Als wäre das noch nicht genug, spricht sich Verteidigungsministerin von der Leyen für eine eigene EU-Armee aus, “die Nato brauche ein stärkeres europäisches Profil”. Das sagt sie auf einer Tagung mit dem Titel “USA – fremder Freund?”. Übersetzt aus der Sprache der Diplomatie in Alltagsdeutsch heißt das: USA, wir haben die Schnauze voll davon, deine Vassalen zu sein. Wir wollen selbst entscheiden, wie wir unsere Außen- und Sicherheitspolitik gestalten.

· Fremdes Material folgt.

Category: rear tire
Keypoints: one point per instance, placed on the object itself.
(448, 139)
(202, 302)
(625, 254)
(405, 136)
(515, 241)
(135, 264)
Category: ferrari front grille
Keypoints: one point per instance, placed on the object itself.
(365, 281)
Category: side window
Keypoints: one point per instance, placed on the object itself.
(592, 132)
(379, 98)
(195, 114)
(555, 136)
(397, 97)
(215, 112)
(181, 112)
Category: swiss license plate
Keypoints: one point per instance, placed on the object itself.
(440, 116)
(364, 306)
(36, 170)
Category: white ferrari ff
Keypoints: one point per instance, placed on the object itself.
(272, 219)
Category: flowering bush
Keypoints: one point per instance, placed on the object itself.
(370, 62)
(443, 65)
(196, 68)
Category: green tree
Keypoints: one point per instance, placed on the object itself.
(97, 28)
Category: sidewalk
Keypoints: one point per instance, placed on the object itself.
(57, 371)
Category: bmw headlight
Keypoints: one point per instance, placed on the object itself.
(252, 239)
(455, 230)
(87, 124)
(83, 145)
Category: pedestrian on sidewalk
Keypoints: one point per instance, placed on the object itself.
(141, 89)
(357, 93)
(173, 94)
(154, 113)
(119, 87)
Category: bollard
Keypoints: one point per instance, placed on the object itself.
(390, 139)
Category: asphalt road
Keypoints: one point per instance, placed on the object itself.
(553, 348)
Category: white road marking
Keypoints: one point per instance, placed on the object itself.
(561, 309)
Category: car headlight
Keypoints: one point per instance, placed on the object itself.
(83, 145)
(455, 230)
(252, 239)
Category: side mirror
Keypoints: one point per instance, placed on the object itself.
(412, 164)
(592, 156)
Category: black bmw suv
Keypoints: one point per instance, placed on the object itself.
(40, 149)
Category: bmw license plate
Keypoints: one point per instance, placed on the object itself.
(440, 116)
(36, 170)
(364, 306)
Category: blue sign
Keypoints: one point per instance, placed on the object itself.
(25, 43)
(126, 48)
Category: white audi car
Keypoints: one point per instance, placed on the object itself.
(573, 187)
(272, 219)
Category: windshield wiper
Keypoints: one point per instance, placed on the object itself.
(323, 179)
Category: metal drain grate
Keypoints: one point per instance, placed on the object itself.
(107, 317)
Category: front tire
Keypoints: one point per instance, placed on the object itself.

Die Idee der EU-Armee ist nicht neu. Sie wird unter dem Deckmantel der NATO-Zusammenarbeit vorangetrieben. Von der Leyen propagiert diese Idee regelmäßig. Dass sie das nun wieder mit aller Deutlichkeit tut und das Kanzleramt gleichzeitig die USA der Propaganda bezichtigt, dürfte kaum ein Zufall sein, sondern vielmehr eine Medienkampagne, die den Ernst der Absichten unterstreicht.
Der Spiegel-Artikel wird Wellen schlagen. Aber auch von der Leyens Auftritt bei einer Ihnen möglicherweise völlig unbekannten evangelischen Akademie ist im Ausland nicht verborgen geblieben.
Ich bin auf die Antwort der USA gespannt.
Nachtrag, 08. März 2015:
Weitere Politiker schließen sich der Kampagne an:
- Jean-Claud Juncker
- Norbert Röttgen, CDU
- Hans-Peter Bartels, SPD
- Javier Solana, Spanien
Über Länder- und Parteigrenzen hinweg. Die EU meint es ernst.
Nachtrag, 09. März 2015:
Merkel und Steinmeiner begrüßen die Idee ebenfalls.
Beachten Sie nicht nur den Inhalt der Kampagne, sondern auch wie sie in den Medien lanciert wurde.